We were thinking a ‘funday’ video recording for twenty-four hour period 4-hour interval but real life has got in the way again and a small indefinite quantity of us have been engaged so we won’t have time to get it out. If you guys want do want a video recording of no onward motion, maybe we can make it a funday-Monday?
Update warning!
Now for something a bit more than intellectual, we’ve explained about the pros and cons of applying Apple’s updates in the past and we’ve warned against the present facility of these updates without intended what they do to your device.
This is indeed true of the iPhone 3G’s approaching 2.2 release. Commencement ‘2.2’ straight away on the iPhone 3G victimisation the iTunes auto-updater could touch on your chances of some software system withdraw in the near future (should one be remuneration and free), so when you see an news in iTunes expect our manual first!

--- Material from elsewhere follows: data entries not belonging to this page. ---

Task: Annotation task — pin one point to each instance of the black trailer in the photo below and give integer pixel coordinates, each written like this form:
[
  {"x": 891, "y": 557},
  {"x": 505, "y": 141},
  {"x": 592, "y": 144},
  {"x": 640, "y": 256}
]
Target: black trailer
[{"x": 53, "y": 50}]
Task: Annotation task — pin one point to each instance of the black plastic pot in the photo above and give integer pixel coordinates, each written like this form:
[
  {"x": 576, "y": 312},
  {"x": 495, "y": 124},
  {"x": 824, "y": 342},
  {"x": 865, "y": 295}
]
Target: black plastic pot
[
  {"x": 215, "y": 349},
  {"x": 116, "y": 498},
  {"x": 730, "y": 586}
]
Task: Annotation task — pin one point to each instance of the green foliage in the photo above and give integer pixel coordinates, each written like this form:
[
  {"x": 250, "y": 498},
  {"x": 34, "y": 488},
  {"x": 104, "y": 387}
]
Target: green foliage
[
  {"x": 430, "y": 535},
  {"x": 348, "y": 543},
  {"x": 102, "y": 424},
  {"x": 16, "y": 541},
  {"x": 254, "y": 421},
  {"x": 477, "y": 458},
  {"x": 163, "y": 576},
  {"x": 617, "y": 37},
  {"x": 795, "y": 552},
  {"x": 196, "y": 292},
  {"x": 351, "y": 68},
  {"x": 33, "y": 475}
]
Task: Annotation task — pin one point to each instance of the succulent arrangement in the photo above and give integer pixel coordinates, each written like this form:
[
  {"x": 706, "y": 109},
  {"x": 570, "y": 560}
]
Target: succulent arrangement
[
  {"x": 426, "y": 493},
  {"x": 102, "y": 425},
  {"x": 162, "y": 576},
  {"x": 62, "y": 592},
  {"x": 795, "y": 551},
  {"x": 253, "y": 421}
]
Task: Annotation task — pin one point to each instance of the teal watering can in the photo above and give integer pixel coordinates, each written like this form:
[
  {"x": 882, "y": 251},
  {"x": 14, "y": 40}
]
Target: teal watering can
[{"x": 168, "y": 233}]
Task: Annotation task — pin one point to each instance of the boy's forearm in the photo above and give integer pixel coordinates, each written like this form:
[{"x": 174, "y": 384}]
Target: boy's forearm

Please don’t blindly instal the news and point kick about it early ;-)
iPod Touch 2G
We square measure not excavation on the iPod Touch 2G at the moment, we certainly have interest in this papers as we have mentioned before and we have finished no athletic competition analytic thinking, but currently no persuasion square measure still on the iPhone 3G, we hope to pick up work on the iPod Touch 2G erstwhile in the near future and when we have some updates relating to this we’ll communicate about them here.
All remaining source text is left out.